本来、日本赤十字社が作ったものは、日本で一番安くなくてはいけないと思います。しか
も、外国では売血からこれを取っています。その値段の方がさらに安いということで、医
療現場では国内供給と言われても、日本の国内産のものでもメーカーが作った方が安いの
です。田所経営会議委員は日本赤十字社は医療経済に基づく様々な改革を行ってきたと言
われています。しかし、実際に正当にそのような価格にしているのであれば、合理化を一
番怠っている部分であると思います。なぜ、日本赤十字社が一番高いのかを教えてくださ
い。
○高橋部会長 それは、先ほど血漿分画製剤の在り方についてのコスト構造の検討という
ことで、縷々議論されているという御報告があったと思います。
○幕内委員 はい、それは聞いています。
○高橋部会長 それで、まだ結論は出ていないので、何を変えるべきかは、今後さらに検
討の結果を踏まえて議論されるのではないかと思います。
○幕内委員 これは構造として厚生労働省側が、そのようにインシストしているのです
か。それとも、日本赤十字社が勝手に経営努力を怠った結果、高くなっているのですか。
○安田血液対策企画官 幕内委員の御指摘はよく分かります。この議論については、資料
を議題2の方で御説明させていただいたとおりです。血漿分画製剤の供給の在り方に関す
る検討会の中で議論する形になっています。次回の部会には、そちらの方でどのような議
論がなされたかというところで、報告する予定となっています。データ、資料と合わせて
先生からも御意見を賜れればと考えています。
○幕内委員 資料はなるべく1か月ぐらい前に出していただきたいと思います。これか
ら、2月の末や3月の初めにあるとすれば、もう時間がありません。私たちは、膨大な仕
事の中で極一部として行っており、時間が取れないということは前回も申し上げました。
○三宅血液対策企画官 はい、極力努力させていただきます。
○幕内委員 その辺の価格の決め方を独占企業が行っています。このアルブミン製剤等に
ついては独占企業ではありませんが、企業に売り渡す価格や患者さんに提供する血漿の価
格について等、非常に問題があります。

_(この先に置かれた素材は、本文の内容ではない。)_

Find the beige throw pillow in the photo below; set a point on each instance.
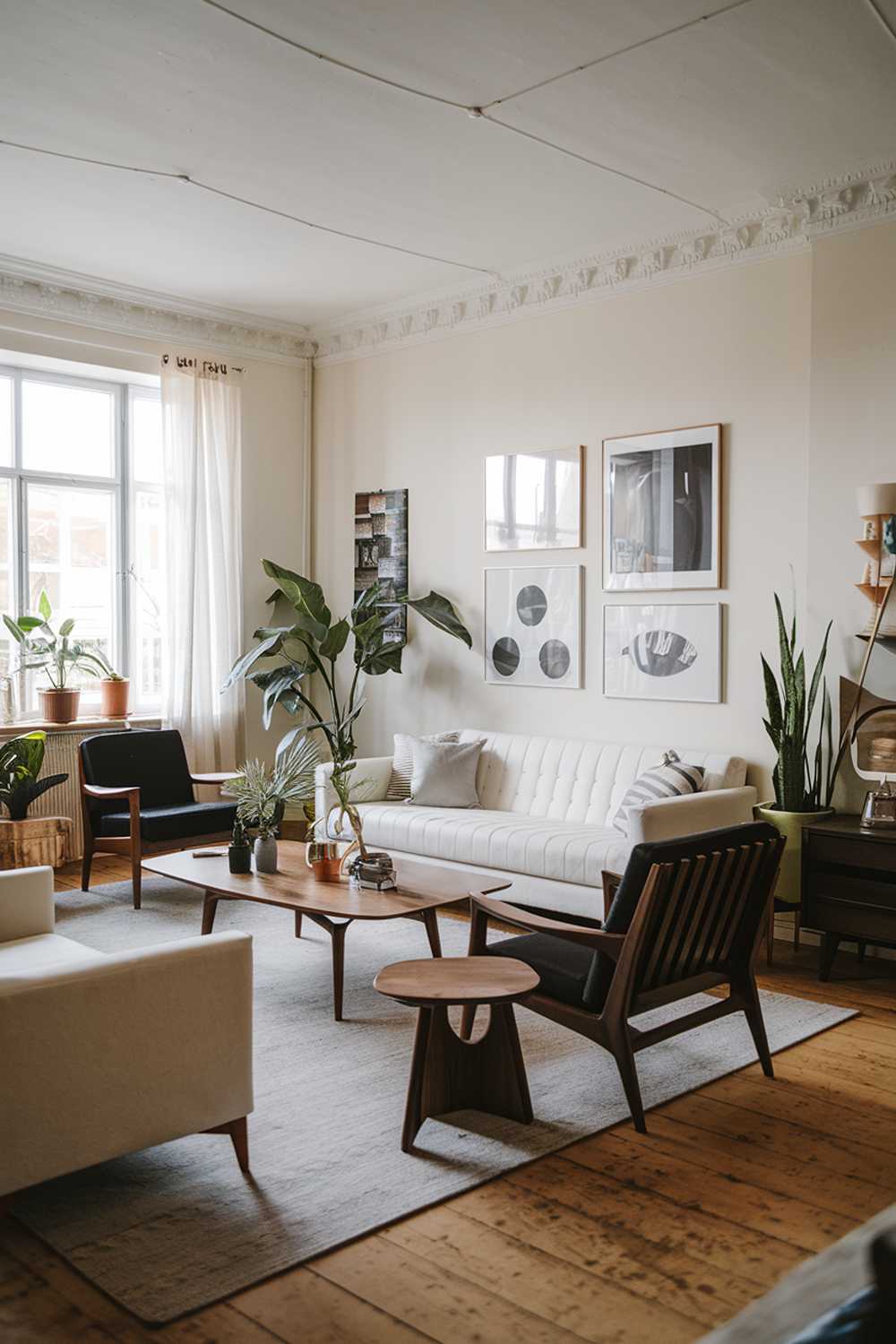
(445, 773)
(400, 787)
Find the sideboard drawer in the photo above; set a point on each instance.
(850, 851)
(850, 890)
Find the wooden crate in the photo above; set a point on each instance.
(37, 840)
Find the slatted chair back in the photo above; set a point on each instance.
(702, 917)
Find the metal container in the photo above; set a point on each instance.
(323, 857)
(879, 812)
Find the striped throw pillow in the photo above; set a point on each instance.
(669, 780)
(400, 789)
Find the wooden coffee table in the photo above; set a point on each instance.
(333, 906)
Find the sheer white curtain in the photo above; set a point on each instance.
(202, 617)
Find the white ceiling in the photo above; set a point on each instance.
(723, 113)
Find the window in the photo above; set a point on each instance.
(82, 516)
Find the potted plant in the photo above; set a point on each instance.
(58, 655)
(263, 793)
(312, 644)
(806, 761)
(29, 840)
(239, 855)
(115, 691)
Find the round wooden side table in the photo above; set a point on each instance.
(452, 1074)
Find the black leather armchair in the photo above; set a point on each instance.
(137, 797)
(685, 917)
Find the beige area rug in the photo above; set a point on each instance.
(172, 1228)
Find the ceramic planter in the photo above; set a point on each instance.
(113, 698)
(265, 852)
(59, 706)
(791, 828)
(239, 857)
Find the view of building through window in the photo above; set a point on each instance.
(82, 516)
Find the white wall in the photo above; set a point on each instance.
(731, 347)
(853, 440)
(274, 453)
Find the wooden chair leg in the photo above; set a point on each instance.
(477, 946)
(86, 860)
(136, 871)
(619, 1045)
(238, 1132)
(745, 988)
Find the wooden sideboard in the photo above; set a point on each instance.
(848, 886)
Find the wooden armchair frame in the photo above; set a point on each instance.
(134, 843)
(697, 925)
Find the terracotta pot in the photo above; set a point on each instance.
(791, 828)
(324, 860)
(113, 698)
(59, 706)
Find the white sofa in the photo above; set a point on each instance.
(546, 814)
(104, 1055)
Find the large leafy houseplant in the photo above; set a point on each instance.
(806, 763)
(312, 644)
(54, 650)
(21, 763)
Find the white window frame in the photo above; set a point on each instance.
(118, 487)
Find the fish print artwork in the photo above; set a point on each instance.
(661, 652)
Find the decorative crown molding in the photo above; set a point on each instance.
(786, 225)
(66, 296)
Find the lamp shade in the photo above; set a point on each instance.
(876, 499)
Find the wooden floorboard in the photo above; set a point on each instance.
(621, 1238)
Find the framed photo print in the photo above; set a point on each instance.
(661, 510)
(662, 652)
(533, 500)
(533, 626)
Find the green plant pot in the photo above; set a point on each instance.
(791, 828)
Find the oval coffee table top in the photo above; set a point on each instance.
(457, 980)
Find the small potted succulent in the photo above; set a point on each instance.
(115, 691)
(54, 652)
(239, 855)
(263, 795)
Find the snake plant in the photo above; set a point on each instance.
(806, 766)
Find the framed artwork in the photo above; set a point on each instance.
(381, 553)
(662, 652)
(661, 510)
(533, 500)
(533, 626)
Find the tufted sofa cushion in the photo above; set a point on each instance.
(563, 851)
(573, 780)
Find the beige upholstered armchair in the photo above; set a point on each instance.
(104, 1054)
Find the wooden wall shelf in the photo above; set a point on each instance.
(883, 642)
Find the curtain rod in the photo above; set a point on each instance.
(204, 366)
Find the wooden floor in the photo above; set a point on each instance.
(618, 1238)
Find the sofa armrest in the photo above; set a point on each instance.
(370, 784)
(667, 819)
(26, 903)
(123, 1054)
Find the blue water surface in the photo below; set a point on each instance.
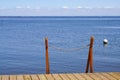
(22, 47)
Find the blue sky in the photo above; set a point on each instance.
(59, 7)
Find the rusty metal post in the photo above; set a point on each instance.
(90, 57)
(47, 56)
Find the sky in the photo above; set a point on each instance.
(59, 7)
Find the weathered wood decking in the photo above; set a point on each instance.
(74, 76)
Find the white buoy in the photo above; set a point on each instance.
(105, 41)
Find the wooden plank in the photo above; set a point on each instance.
(108, 76)
(5, 77)
(57, 77)
(12, 77)
(114, 75)
(34, 77)
(101, 76)
(86, 76)
(72, 77)
(49, 77)
(94, 76)
(64, 77)
(79, 77)
(27, 77)
(20, 77)
(42, 77)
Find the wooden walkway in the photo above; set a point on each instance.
(74, 76)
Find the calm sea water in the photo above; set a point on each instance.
(22, 49)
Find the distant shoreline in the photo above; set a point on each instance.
(61, 16)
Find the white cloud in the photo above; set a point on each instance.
(79, 7)
(18, 7)
(37, 7)
(65, 7)
(28, 7)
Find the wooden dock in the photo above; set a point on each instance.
(71, 76)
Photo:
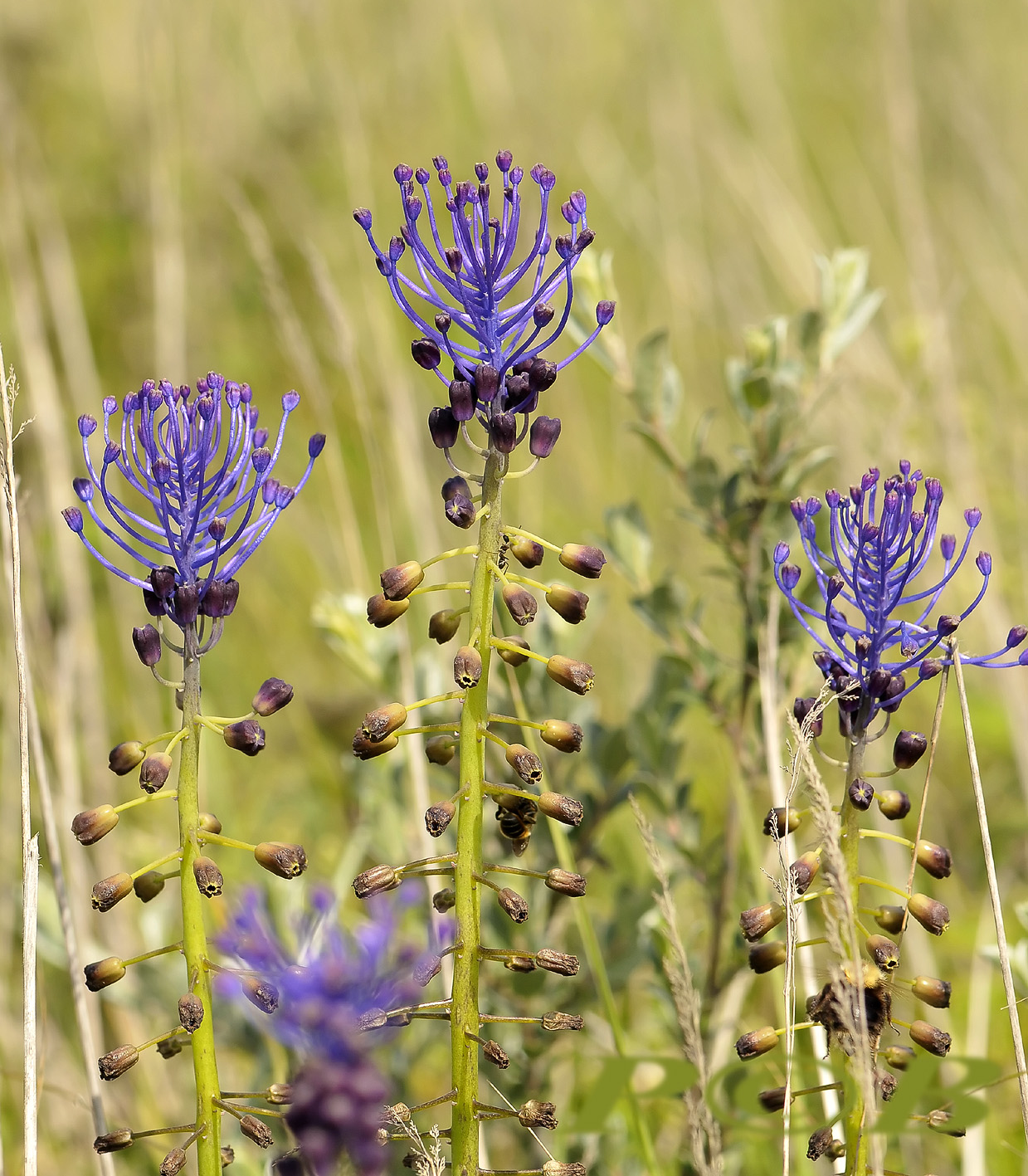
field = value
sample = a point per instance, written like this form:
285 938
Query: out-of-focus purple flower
202 492
492 313
879 544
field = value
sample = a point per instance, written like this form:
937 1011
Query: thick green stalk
194 936
465 1008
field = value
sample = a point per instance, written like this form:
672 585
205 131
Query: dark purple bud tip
425 353
246 736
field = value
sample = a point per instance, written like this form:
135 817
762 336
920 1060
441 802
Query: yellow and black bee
517 817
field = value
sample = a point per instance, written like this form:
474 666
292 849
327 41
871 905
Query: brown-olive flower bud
113 1065
147 642
510 655
210 881
153 772
555 1021
520 603
365 748
90 826
526 764
561 735
573 676
933 992
378 880
568 603
399 583
931 914
759 1041
884 952
191 1012
438 817
442 626
928 1037
272 696
513 905
565 882
586 561
560 962
937 860
561 808
777 823
767 956
758 921
149 886
382 612
126 756
538 1114
440 749
890 919
113 1141
909 748
256 1130
104 973
526 552
805 869
281 859
444 900
110 891
894 804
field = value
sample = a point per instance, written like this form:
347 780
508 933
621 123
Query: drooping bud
438 817
378 880
154 770
90 826
928 1037
272 696
933 992
565 882
510 655
560 962
586 561
110 891
931 914
104 973
246 736
208 877
126 756
115 1063
758 921
399 583
382 722
753 1045
280 859
382 612
520 603
467 667
935 860
573 676
893 803
191 1013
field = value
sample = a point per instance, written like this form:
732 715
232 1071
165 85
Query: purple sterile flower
882 634
200 490
478 301
335 988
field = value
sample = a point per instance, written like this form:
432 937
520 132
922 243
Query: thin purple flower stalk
507 310
203 470
879 544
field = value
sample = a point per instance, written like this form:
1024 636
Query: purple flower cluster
490 313
199 470
878 546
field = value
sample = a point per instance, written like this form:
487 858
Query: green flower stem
475 716
194 935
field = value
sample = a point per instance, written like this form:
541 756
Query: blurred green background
175 188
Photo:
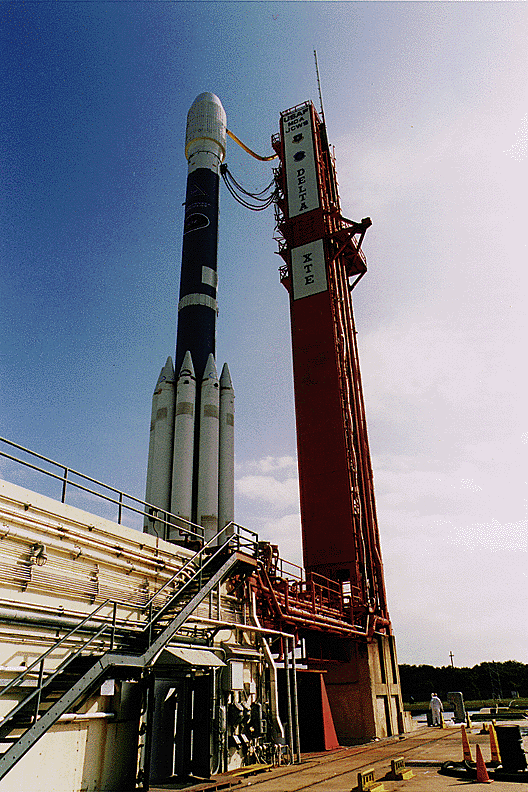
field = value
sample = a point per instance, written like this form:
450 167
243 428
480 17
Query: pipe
76 716
65 546
277 727
295 705
286 644
64 622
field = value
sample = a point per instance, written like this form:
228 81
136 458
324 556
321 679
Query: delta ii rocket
190 471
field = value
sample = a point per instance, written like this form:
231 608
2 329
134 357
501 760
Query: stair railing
44 679
238 538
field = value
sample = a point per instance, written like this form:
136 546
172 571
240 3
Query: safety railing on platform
124 502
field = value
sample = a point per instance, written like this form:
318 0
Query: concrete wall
59 562
364 692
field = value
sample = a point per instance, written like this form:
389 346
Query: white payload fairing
190 472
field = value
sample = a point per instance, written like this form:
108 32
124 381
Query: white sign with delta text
299 155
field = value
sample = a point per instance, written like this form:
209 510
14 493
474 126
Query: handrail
148 510
64 638
234 533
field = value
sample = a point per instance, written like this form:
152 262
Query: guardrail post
112 633
39 691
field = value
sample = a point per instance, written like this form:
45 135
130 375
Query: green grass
423 706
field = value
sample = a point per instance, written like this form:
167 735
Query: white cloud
266 489
270 464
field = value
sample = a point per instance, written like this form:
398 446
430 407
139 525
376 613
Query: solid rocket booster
205 143
226 451
208 444
183 452
194 478
161 440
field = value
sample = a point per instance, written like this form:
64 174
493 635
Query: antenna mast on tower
319 88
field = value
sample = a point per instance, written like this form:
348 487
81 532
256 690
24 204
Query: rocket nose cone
225 378
206 126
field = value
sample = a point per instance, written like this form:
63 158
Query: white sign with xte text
308 269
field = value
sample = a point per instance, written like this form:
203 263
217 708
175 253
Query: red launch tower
322 264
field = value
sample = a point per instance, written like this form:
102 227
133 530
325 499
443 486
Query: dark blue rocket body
197 307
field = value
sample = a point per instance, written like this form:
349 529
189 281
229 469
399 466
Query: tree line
482 682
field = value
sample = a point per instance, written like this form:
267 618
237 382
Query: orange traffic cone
465 746
482 772
494 746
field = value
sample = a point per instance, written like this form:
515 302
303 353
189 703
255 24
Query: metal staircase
110 648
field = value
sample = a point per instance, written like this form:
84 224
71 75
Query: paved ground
424 751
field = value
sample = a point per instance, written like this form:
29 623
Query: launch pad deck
424 751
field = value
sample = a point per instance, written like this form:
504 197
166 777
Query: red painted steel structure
323 263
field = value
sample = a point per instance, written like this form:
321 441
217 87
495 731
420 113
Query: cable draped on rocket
190 475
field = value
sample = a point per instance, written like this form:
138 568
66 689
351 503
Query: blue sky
426 105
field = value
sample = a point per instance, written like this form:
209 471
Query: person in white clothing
436 707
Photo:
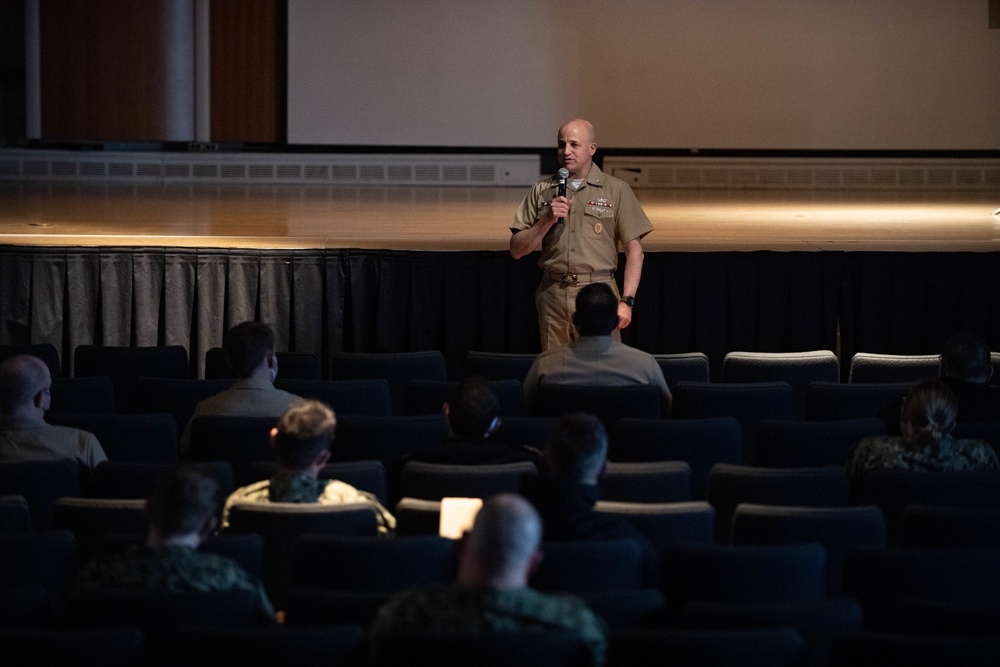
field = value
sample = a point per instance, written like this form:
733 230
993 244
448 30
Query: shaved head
581 125
503 541
22 378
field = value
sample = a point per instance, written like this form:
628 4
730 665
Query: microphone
563 175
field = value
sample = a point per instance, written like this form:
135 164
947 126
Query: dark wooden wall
117 70
122 70
249 70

もともと血液そのものは日本赤十字社は、自社で
持っているわけです。企業には、5分の1、6分の1の価格で売っていますが、それでも
企業から提供される日本赤十字社以外の価格の方が安いとは信じられません。訳が分かり
ません。
○高橋部会長 よく整理して議論を建設的な方向で進めていきたいと思います。この血漿
分画製剤の問題は、幕内委員以外にも古くから改善しなくてはいけないという議論をいた
だいております。今回の供給の在り方の委員会も、私の記憶では第3次のワーキンググル
ープだと思います。様々なことが少しずつ整理され、増す効果やほかの方法がなぜできな
いのか等多くのことが検討されていますが、さらに検討を進めていただきたいと思いま
す。それを踏まえて、また議論を整理すれば良いということです。
○幕内委員 今の高橋部会長の意見は、いろいろ検討したが、既にヘモネティクスのシス
テムが確立しているので、そちらから血小板を捨てるということを止めずに、ヘモネティ
クスの方向で行くということですか。
○高橋部会長 いいえ、私が言っているのは、血漿分画製剤の供給のことに関してです。
先生が今日提示された全血由来の血小板を利用すべきだという議論は、血漿分画製剤の供
給の在り方についての検討会で出されていない話です。少し交通整理をして、議論を進め
ていき、少なくとも誰が悪いとか、黒いものを感じるとか、そのようなレベルの議論にな
らないようにしたいと思います。 
○幕内委員 それからもう一つは、膨大な資料が示されていて、大変良いことだと思うの
ですが、アモトサレン法とビタミンB2法では研究のレベルや進行の仕方に差がありま
す。今もまだフェイズIIIスタディを始める領域にあるビタミンB2法と、実際に広く行
われているアモトサレン法では、エビデンスレベルではかなり違うと思います。それを最
初から同列に、日本赤十字社がビタミンB2法に向う意味が分かりません。その辺の背景
もよく御説明いただきたいと思います。
○高橋部会長 大分予定を超過していますので、今日のところはここまでの議論にしたい
と思います。事務局から何かございますか。
○安田血液対策企画官 次回の日程等についてですが、まだ日付が決まっておりません
が、3月上中旬の段階で開催できるよう事務局側の方から皆様方の日程調整をさせていた
だきたいと思っています。よろしくお願いします。
○高橋部会長 それでは、本日はこれまでとしたいと思います。
ありがとうございました。


(了)

備考
この会議は、公開で開催された。